35. Cutoff radius as a scientific hyperparameter

  • If r_c is too small, important neighbors are excluded.
  • If r_c is too large, the descriptor becomes expensive and may include weakly relevant structure.
  • The best cutoff depends on the chemistry and on the target property.

So the cutoff is part of the model, not merely preprocessing boilerplate.

36. Failure mode: parser and periodicity errors

  • Wrong unit-cell parsing or missing periodic images produce nonphysical local neighborhoods.
  • This creates systematic feature noise before any model is trained.
  • A high-capacity model may still fit such data and hide the preprocessing mistake.

The first debugging step should therefore be structural inspection, not hyperparameter tuning.

37. Failure mode: polymorph aliasing

  • Different polymorphs can share very similar local motifs.
  • A local descriptor may then suggest strong similarity even when bulk properties differ strongly.
  • This is particularly dangerous if the target depends on framework connectivity or long-range ordering.

The mitigation is to add global context or use a richer representation.
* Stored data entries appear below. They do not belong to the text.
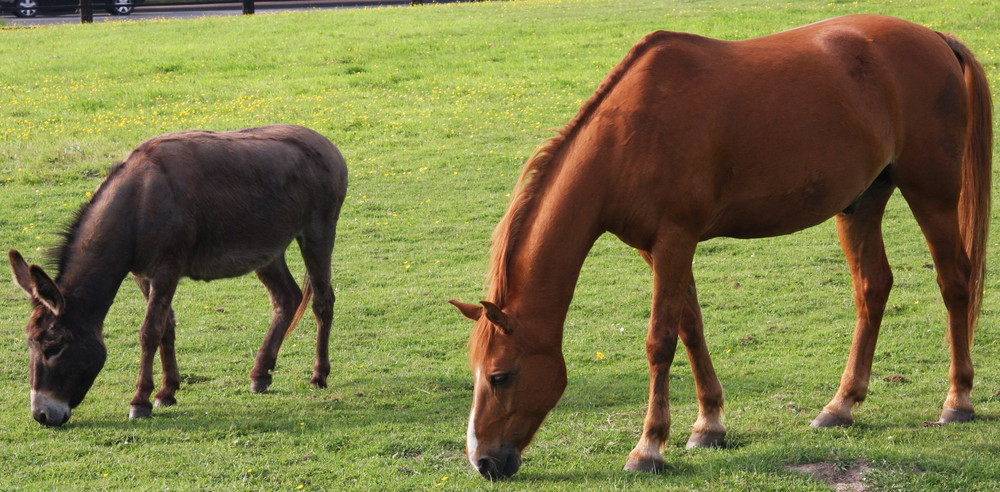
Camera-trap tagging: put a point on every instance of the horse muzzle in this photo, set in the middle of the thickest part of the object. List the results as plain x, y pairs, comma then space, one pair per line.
47, 410
501, 464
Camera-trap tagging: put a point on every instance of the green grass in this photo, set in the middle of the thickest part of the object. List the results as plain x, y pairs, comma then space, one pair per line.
435, 109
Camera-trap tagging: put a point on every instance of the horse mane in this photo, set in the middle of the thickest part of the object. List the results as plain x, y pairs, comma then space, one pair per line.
539, 168
58, 255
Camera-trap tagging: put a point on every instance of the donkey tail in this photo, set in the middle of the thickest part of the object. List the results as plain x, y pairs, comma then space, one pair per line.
306, 297
977, 163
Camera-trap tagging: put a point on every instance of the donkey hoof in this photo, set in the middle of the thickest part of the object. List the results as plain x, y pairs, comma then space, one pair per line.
260, 385
165, 401
706, 439
955, 415
828, 419
140, 411
647, 465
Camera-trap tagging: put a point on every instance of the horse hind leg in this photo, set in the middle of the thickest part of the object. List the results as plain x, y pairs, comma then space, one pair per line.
317, 249
861, 240
285, 297
937, 214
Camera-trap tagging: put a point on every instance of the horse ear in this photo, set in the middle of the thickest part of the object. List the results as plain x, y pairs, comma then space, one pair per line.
46, 290
22, 276
470, 311
496, 316
34, 281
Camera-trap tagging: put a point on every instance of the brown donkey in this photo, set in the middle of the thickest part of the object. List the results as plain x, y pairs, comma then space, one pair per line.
691, 138
194, 204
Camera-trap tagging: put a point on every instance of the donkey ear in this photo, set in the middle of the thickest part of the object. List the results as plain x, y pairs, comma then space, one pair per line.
46, 290
22, 277
496, 316
470, 311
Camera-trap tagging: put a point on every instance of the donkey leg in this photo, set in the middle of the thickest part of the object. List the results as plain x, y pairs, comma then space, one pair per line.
940, 228
674, 310
285, 298
317, 249
861, 240
160, 294
168, 359
707, 430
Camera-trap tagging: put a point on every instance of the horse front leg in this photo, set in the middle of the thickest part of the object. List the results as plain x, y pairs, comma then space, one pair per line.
168, 359
160, 293
675, 312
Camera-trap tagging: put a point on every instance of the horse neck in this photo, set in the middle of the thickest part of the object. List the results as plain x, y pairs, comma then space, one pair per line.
95, 260
556, 236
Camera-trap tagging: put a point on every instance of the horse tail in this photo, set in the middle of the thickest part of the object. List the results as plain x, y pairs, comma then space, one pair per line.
306, 297
974, 201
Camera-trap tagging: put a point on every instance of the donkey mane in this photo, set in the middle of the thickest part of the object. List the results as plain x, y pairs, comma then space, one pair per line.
58, 255
539, 167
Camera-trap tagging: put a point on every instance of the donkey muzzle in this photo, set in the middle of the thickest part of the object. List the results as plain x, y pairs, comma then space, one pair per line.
501, 464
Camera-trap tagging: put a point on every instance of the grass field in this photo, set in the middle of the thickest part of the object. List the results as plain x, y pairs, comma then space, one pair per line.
435, 109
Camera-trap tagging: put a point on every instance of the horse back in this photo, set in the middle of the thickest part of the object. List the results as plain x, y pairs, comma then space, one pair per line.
770, 135
223, 204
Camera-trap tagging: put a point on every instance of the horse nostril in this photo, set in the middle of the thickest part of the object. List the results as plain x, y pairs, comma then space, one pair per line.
487, 468
503, 465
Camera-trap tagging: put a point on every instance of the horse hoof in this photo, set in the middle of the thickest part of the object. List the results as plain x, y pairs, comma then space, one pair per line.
708, 439
955, 415
166, 401
140, 411
647, 465
260, 385
828, 419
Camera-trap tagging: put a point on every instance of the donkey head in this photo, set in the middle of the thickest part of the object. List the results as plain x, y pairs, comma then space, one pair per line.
64, 356
516, 384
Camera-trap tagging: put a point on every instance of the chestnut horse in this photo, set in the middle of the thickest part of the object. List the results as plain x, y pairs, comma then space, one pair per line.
690, 138
191, 204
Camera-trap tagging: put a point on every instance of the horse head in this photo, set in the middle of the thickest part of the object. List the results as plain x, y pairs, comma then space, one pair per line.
65, 357
516, 384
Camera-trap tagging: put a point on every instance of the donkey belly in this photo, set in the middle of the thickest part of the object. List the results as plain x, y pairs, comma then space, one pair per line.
229, 263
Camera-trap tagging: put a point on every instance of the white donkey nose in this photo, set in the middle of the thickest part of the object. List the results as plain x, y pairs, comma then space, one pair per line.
48, 410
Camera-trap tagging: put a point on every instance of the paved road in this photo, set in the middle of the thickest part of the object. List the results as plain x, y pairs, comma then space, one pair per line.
191, 11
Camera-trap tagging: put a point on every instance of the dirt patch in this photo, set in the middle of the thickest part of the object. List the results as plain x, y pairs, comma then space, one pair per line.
841, 476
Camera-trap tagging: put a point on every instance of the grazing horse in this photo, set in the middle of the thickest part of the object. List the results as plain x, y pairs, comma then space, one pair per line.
690, 138
191, 204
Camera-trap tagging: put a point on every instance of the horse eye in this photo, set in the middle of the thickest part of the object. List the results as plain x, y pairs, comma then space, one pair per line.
499, 379
53, 351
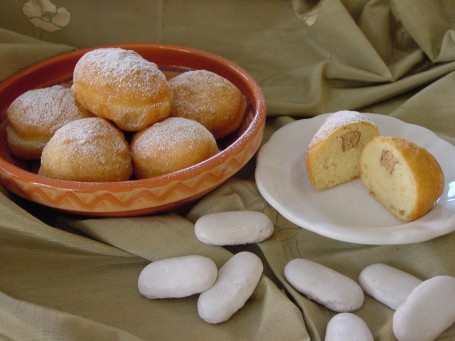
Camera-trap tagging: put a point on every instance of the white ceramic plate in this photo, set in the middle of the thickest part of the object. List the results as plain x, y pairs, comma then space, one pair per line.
347, 212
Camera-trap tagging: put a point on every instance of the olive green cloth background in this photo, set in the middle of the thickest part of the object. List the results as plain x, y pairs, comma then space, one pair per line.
71, 278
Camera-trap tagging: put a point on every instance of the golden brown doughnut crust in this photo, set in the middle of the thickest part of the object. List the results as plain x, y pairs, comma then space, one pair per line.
34, 117
426, 172
171, 145
89, 149
210, 99
123, 87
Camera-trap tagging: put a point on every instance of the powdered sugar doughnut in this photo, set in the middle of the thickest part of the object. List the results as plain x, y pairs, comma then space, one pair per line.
89, 149
208, 98
34, 117
171, 145
123, 87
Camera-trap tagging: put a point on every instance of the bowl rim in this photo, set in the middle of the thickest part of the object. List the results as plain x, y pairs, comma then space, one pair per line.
256, 124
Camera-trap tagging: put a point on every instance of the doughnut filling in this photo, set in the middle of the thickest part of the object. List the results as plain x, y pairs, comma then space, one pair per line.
209, 99
36, 115
171, 145
89, 149
123, 87
402, 176
334, 152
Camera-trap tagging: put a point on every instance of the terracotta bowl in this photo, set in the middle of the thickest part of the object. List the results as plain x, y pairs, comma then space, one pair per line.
134, 197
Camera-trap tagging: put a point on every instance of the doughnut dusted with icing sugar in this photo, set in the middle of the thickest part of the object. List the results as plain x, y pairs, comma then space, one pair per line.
89, 149
34, 116
333, 154
404, 177
171, 145
210, 99
123, 87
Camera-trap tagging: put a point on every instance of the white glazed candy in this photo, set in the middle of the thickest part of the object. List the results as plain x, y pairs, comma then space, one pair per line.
236, 281
347, 327
387, 284
428, 310
324, 285
177, 277
233, 228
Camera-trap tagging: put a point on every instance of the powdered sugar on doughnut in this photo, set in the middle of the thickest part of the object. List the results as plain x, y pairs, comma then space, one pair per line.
337, 120
208, 98
171, 145
85, 136
172, 132
89, 149
123, 71
44, 110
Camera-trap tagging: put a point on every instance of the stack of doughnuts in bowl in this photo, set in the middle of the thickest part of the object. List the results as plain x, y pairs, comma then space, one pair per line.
150, 128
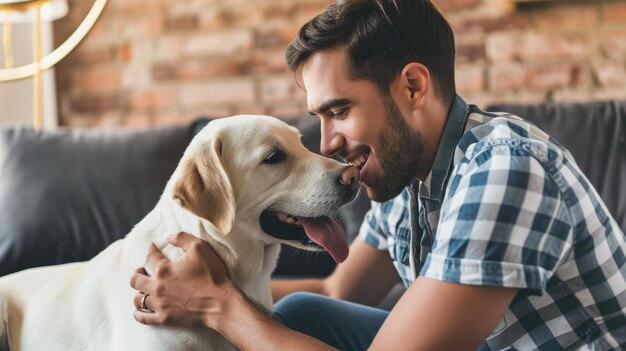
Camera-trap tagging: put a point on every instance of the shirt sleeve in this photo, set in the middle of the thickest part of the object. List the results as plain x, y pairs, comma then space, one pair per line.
371, 230
503, 223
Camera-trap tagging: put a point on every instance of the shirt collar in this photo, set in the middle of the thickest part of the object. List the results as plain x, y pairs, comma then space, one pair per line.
433, 186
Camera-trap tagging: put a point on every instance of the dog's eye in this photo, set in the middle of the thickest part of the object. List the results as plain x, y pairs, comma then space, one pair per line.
275, 157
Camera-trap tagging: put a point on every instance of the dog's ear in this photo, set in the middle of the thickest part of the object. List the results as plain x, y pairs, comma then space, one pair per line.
205, 190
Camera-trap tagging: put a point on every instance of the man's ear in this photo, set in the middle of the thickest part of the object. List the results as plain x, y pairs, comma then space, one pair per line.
415, 81
205, 190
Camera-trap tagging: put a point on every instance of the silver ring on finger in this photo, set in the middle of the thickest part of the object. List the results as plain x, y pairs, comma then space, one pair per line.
142, 305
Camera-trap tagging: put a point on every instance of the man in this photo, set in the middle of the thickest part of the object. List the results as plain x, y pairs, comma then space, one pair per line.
499, 237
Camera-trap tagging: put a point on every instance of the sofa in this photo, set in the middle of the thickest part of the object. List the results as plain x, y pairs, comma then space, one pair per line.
66, 194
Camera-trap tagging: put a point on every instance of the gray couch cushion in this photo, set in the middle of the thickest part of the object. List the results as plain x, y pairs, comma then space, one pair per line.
595, 134
65, 195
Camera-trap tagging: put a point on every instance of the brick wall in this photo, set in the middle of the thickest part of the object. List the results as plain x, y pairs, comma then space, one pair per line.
166, 61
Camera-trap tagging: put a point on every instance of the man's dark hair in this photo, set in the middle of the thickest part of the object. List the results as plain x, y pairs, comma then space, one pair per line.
380, 38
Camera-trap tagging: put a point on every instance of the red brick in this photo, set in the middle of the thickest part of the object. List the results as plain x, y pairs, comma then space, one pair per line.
506, 76
614, 13
168, 47
487, 24
186, 22
94, 56
566, 16
164, 71
263, 62
279, 37
153, 99
307, 11
470, 50
288, 110
96, 103
214, 18
614, 43
141, 27
277, 89
611, 73
535, 45
470, 78
98, 78
218, 43
200, 68
125, 52
218, 92
174, 118
503, 46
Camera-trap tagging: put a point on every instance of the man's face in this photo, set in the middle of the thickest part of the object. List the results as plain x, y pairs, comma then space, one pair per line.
361, 125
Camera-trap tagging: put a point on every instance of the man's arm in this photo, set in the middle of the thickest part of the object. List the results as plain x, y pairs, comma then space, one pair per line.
365, 277
436, 315
194, 291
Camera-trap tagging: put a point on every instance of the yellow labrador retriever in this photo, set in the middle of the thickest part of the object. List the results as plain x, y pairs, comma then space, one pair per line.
245, 184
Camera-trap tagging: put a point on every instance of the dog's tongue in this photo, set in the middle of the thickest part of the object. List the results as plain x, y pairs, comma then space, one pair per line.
328, 233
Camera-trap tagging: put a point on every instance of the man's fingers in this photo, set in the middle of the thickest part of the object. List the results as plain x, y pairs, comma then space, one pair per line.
147, 318
140, 280
185, 241
155, 257
142, 302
38. Quality checklist before downstream learning

Before using local descriptors in a predictive model, ask: - are neighbor lists physically correct? - is the cutoff scientifically justified? - does the descriptor vary smoothly under small perturbations? - does pooling preserve the motif statistics relevant to the property? - will the train-test split prevent near-duplicate structures from leaking across sets?

39. Summary

  • Local environments describe the neighborhood of each atom rather than the entire crystal at once.
  • Coordination, distances, angles, and Voronoi geometry are useful first descriptors.
  • ACSF and SOAP add principled symmetry-aware expressivity.
  • Pooling converts atom-level features into material-level inputs.
  • The main risks are scientific mismatch, bad preprocessing, and missing long-range context.

40. Bridge to Unit 7

  • Once we have a material-level vector, the representation problem becomes a regression problem.
  • But predictive success in materials science depends on more than a low mean error.
  • Unit 7 therefore studies baselines, split design, learning curves, leakage, and out-of-distribution generalization.